JUDGMENT
This appeal was considered on the record from the United States District Court for the District of Columbia and on the brief filed by appellant. See Fed. R.App. P. 34(a)(2); D.C.Cir. Rule 34(j). It is
ORDERED AND ADJUDGED that the district court’s February 9, 2012, and April 17, 2012, decisions be affirmed. The district court correctly held that appellant had shown no entitlement to mandamus relief. See Council of and for the Blind of Delaware County Valley, Inc. v. Regan, 709 F.2d 1521 (D.C.Cir.1983) (en banc). To the extent appellant seeks to raise a claim under the Administrative Procedure Act, the Attorney General’s alleged failure to respond to appellant’s letters is not reviewable under the Act, as the Attorney General was not required to respond to the letters. See Norton v. S. Utah Wilderness Alliance, 542 U.S. 55, 64-05, 124 S.Ct. 2373, 159 L.Ed.2d 137 (2004). To the extent appellant challenges the constitutionality of 18 U.S.C. § 3231, his challenge should be brought by way of a motion pursuant to 28 U.S.C. § 2255, or, if the § 2255 remedy is inadequate or ineffective, by a habeas petition under 28 U.S.C. § 2241 in the judicial district where petitioner’s custodian is located. See 28 U.S.C. § 2255(a), (e); Razzoli v. Federal Bureau of Prisons, 230 F.3d 371, 373 (D.C.Cir.2000).
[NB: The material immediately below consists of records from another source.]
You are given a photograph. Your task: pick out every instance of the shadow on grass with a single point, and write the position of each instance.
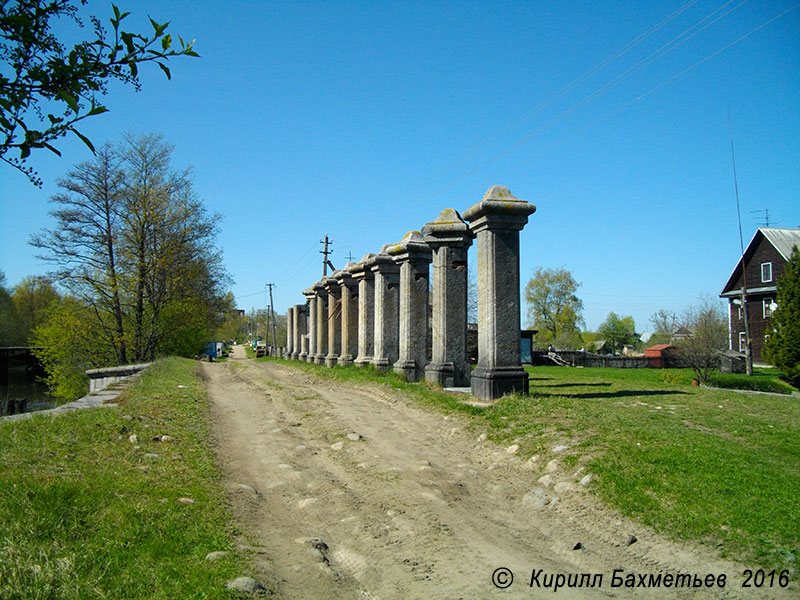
(618, 394)
(558, 385)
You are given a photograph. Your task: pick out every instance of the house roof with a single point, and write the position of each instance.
(783, 240)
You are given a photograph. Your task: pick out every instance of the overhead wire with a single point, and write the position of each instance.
(564, 90)
(560, 93)
(651, 90)
(662, 51)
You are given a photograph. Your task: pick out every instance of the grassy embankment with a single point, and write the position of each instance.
(716, 466)
(86, 513)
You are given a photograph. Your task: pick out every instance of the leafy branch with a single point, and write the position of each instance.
(47, 89)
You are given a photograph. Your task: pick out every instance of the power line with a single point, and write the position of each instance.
(651, 90)
(652, 57)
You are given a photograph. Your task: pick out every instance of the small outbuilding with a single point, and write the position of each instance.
(658, 356)
(731, 361)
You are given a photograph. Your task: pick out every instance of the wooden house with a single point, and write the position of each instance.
(762, 265)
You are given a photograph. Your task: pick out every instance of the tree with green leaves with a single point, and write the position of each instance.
(67, 344)
(32, 298)
(47, 87)
(10, 335)
(136, 249)
(663, 322)
(783, 346)
(708, 327)
(554, 308)
(618, 331)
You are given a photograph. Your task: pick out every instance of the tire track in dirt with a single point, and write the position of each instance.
(350, 490)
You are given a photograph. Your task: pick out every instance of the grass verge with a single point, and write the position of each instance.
(714, 466)
(87, 511)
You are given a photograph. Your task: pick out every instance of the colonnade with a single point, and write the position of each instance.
(376, 311)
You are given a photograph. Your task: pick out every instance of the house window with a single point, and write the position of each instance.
(766, 272)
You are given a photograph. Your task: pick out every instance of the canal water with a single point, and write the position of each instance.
(24, 388)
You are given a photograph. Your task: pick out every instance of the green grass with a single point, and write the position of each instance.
(85, 514)
(694, 463)
(762, 380)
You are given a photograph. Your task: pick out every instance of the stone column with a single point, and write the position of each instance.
(297, 330)
(387, 297)
(289, 331)
(311, 343)
(450, 238)
(413, 255)
(333, 287)
(322, 322)
(349, 294)
(366, 310)
(496, 222)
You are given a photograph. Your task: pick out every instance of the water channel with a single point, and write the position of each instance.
(24, 392)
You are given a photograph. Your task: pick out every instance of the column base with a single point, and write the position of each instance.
(408, 369)
(362, 361)
(382, 364)
(494, 383)
(446, 375)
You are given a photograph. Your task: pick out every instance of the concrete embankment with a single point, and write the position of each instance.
(105, 387)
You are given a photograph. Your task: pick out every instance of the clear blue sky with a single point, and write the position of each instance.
(365, 119)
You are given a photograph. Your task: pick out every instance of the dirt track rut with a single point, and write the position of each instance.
(351, 491)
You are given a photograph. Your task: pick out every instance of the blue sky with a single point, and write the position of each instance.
(364, 120)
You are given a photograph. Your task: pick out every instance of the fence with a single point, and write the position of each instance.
(578, 358)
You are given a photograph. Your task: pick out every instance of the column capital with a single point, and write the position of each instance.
(344, 276)
(383, 263)
(448, 229)
(332, 284)
(412, 248)
(499, 209)
(361, 269)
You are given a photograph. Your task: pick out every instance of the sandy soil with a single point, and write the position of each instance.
(352, 491)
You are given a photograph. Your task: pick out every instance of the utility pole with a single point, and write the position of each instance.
(325, 252)
(748, 351)
(272, 312)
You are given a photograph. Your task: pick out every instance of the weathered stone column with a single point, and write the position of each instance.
(311, 348)
(297, 333)
(450, 238)
(349, 294)
(387, 297)
(333, 287)
(289, 331)
(496, 222)
(322, 322)
(366, 309)
(413, 255)
(303, 330)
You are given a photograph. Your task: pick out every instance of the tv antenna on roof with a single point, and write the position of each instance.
(765, 217)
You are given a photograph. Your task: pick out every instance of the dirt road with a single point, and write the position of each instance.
(351, 491)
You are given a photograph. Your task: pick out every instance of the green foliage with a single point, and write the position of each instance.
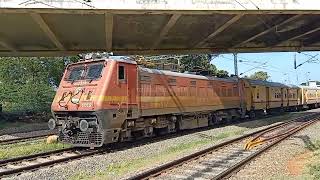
(202, 61)
(260, 75)
(28, 84)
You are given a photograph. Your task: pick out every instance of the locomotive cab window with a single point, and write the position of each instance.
(121, 73)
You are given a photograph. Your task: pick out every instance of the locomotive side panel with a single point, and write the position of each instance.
(276, 97)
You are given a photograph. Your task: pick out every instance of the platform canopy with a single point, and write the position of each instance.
(67, 27)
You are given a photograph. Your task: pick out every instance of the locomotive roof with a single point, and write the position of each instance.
(266, 83)
(193, 76)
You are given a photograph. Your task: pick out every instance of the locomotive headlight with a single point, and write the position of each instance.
(84, 125)
(51, 124)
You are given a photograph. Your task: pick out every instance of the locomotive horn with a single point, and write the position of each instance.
(84, 125)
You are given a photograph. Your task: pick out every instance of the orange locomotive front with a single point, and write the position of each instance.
(105, 101)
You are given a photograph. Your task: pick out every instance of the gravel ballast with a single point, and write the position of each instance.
(99, 164)
(25, 128)
(274, 163)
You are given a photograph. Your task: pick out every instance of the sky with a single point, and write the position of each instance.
(279, 65)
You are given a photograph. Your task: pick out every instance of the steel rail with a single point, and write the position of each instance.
(237, 166)
(22, 139)
(43, 164)
(171, 165)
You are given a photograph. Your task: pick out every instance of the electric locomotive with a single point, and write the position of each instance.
(106, 101)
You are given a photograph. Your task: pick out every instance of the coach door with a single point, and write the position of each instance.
(267, 98)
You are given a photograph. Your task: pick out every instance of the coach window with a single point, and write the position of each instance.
(121, 73)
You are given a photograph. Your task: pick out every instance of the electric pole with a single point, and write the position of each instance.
(235, 59)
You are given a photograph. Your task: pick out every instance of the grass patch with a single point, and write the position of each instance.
(5, 124)
(28, 148)
(116, 170)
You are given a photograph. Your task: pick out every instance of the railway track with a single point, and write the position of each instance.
(35, 161)
(220, 161)
(22, 139)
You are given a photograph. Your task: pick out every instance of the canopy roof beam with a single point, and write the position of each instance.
(269, 30)
(220, 29)
(46, 29)
(172, 21)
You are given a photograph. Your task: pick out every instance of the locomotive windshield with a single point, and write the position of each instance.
(84, 72)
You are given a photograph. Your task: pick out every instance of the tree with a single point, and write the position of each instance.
(28, 84)
(201, 61)
(260, 75)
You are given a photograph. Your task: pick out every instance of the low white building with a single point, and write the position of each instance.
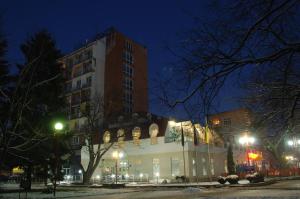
(154, 153)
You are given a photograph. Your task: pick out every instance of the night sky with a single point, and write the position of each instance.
(152, 23)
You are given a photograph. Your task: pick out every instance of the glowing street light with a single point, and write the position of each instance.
(247, 141)
(290, 143)
(58, 126)
(117, 155)
(157, 176)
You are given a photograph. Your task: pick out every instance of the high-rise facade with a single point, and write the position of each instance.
(112, 68)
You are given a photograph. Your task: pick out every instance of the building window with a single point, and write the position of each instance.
(75, 140)
(227, 122)
(78, 84)
(89, 81)
(153, 131)
(175, 167)
(68, 87)
(128, 70)
(87, 67)
(128, 83)
(156, 169)
(128, 46)
(128, 57)
(75, 112)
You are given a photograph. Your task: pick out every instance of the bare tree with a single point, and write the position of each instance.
(92, 133)
(242, 36)
(17, 134)
(274, 94)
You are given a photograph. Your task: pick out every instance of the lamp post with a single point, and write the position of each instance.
(116, 155)
(247, 141)
(58, 127)
(157, 176)
(173, 123)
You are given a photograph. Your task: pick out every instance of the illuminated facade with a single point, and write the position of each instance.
(111, 68)
(153, 152)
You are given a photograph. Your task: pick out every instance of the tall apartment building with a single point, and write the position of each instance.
(231, 124)
(111, 68)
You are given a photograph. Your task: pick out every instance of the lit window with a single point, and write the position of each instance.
(75, 140)
(227, 122)
(89, 81)
(78, 84)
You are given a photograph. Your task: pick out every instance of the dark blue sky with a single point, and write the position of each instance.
(152, 23)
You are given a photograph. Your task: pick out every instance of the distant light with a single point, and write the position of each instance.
(172, 123)
(242, 140)
(115, 154)
(289, 157)
(58, 126)
(121, 155)
(246, 140)
(251, 140)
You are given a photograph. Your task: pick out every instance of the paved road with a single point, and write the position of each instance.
(282, 189)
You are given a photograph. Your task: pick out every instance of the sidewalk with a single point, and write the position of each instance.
(13, 187)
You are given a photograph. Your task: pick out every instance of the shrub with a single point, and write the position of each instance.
(255, 177)
(232, 179)
(221, 180)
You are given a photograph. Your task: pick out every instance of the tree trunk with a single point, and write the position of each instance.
(87, 176)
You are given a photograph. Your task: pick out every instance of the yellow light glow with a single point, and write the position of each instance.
(216, 121)
(172, 123)
(58, 126)
(115, 154)
(18, 170)
(252, 156)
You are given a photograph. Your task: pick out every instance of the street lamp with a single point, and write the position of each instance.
(172, 123)
(58, 127)
(247, 141)
(157, 176)
(117, 155)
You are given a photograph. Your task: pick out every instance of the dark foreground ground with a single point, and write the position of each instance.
(282, 189)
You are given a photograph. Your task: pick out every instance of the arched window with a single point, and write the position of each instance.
(136, 134)
(153, 131)
(121, 137)
(106, 137)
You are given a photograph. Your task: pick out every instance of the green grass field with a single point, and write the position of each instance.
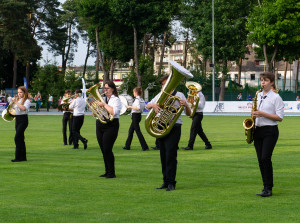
(59, 184)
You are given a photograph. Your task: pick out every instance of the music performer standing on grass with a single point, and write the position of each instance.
(21, 106)
(136, 115)
(269, 112)
(107, 133)
(67, 119)
(169, 143)
(78, 105)
(196, 127)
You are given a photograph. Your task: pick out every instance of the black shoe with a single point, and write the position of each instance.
(170, 187)
(110, 176)
(208, 147)
(85, 143)
(103, 175)
(187, 148)
(163, 186)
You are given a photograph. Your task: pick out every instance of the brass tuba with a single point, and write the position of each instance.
(160, 124)
(92, 101)
(249, 123)
(9, 113)
(193, 98)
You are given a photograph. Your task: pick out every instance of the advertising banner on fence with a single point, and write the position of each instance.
(245, 106)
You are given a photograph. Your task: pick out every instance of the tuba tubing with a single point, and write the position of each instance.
(100, 112)
(160, 124)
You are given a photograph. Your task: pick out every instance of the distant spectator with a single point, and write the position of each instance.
(59, 100)
(249, 98)
(239, 97)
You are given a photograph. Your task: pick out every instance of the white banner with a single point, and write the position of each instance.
(245, 106)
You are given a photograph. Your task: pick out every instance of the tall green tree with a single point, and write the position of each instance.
(274, 27)
(230, 30)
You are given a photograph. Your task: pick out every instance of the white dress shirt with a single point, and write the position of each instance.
(178, 94)
(20, 111)
(201, 103)
(270, 103)
(139, 103)
(115, 103)
(78, 106)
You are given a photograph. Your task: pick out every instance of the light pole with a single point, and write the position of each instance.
(213, 51)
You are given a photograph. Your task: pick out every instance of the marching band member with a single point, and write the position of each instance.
(78, 105)
(196, 127)
(108, 133)
(169, 143)
(269, 112)
(136, 115)
(22, 104)
(67, 119)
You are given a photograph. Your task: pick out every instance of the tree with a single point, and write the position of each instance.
(274, 26)
(230, 32)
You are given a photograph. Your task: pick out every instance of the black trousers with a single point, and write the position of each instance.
(168, 154)
(135, 126)
(265, 139)
(106, 136)
(196, 128)
(77, 124)
(20, 126)
(67, 119)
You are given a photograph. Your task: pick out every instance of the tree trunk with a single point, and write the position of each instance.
(15, 72)
(240, 70)
(86, 58)
(27, 72)
(161, 61)
(223, 80)
(136, 58)
(105, 74)
(284, 77)
(112, 68)
(266, 57)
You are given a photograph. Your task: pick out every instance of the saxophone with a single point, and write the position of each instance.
(249, 123)
(92, 102)
(160, 124)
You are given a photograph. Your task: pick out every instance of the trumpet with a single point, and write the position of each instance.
(193, 98)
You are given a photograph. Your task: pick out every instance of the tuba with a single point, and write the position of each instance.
(9, 113)
(249, 123)
(92, 102)
(160, 124)
(193, 98)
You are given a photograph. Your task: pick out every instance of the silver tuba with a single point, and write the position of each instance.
(92, 102)
(193, 98)
(160, 124)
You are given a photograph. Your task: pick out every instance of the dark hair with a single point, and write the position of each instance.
(268, 75)
(112, 85)
(163, 78)
(139, 91)
(23, 88)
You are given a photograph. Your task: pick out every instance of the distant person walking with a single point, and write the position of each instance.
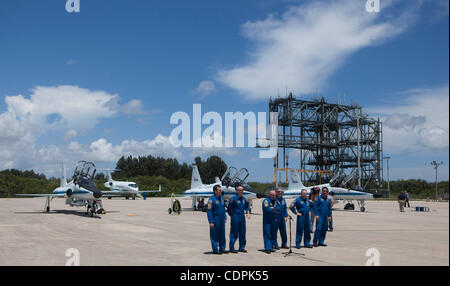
(313, 194)
(331, 198)
(401, 201)
(406, 198)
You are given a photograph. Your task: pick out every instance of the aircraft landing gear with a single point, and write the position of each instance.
(349, 206)
(361, 205)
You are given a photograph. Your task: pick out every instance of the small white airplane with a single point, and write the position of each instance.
(81, 191)
(228, 182)
(127, 189)
(347, 195)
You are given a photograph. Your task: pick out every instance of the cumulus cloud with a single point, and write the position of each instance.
(419, 124)
(301, 48)
(205, 88)
(70, 110)
(46, 159)
(397, 121)
(61, 106)
(70, 135)
(134, 107)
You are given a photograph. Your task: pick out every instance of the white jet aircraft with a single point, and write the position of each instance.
(121, 188)
(81, 191)
(296, 186)
(200, 191)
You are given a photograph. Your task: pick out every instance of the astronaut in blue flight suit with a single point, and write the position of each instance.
(322, 208)
(270, 211)
(301, 207)
(238, 206)
(217, 218)
(282, 218)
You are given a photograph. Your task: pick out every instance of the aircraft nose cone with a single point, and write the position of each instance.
(97, 194)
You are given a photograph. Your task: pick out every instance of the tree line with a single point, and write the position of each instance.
(149, 172)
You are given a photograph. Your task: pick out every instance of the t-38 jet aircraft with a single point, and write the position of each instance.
(81, 191)
(296, 186)
(229, 182)
(122, 188)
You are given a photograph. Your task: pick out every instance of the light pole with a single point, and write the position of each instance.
(389, 188)
(435, 167)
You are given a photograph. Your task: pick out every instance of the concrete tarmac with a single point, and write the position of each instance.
(141, 232)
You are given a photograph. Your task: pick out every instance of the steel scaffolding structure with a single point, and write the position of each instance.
(329, 137)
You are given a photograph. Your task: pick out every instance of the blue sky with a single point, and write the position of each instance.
(141, 61)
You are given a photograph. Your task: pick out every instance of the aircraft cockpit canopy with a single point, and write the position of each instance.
(85, 170)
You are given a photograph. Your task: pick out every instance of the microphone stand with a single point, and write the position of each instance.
(290, 252)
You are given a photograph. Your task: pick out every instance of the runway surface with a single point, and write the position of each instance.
(141, 232)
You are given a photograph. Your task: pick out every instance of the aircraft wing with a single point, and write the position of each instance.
(151, 191)
(112, 193)
(40, 195)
Contrary to appellant’s assertions, the district court did not re-characterize the complaint as a § 2255 motion. Finally, the district court’s denial of appellant’s motion for reconsideration was not an abuse of discretion. Firestone v. Firestone, 76 F.3d 1205, 1208 (D.C.Cir. 1996) (per curiam).
Pursuant to D.C. Circuit Rule 36, this disposition will not be published. The Clerk is directed to withhold issuance of the mandate herein until seven days after resolution of any timely petition for rehearing or petition for rehearing en banc. See Fed. R.App. P. 41(b); D.C.Cir. Rule 41.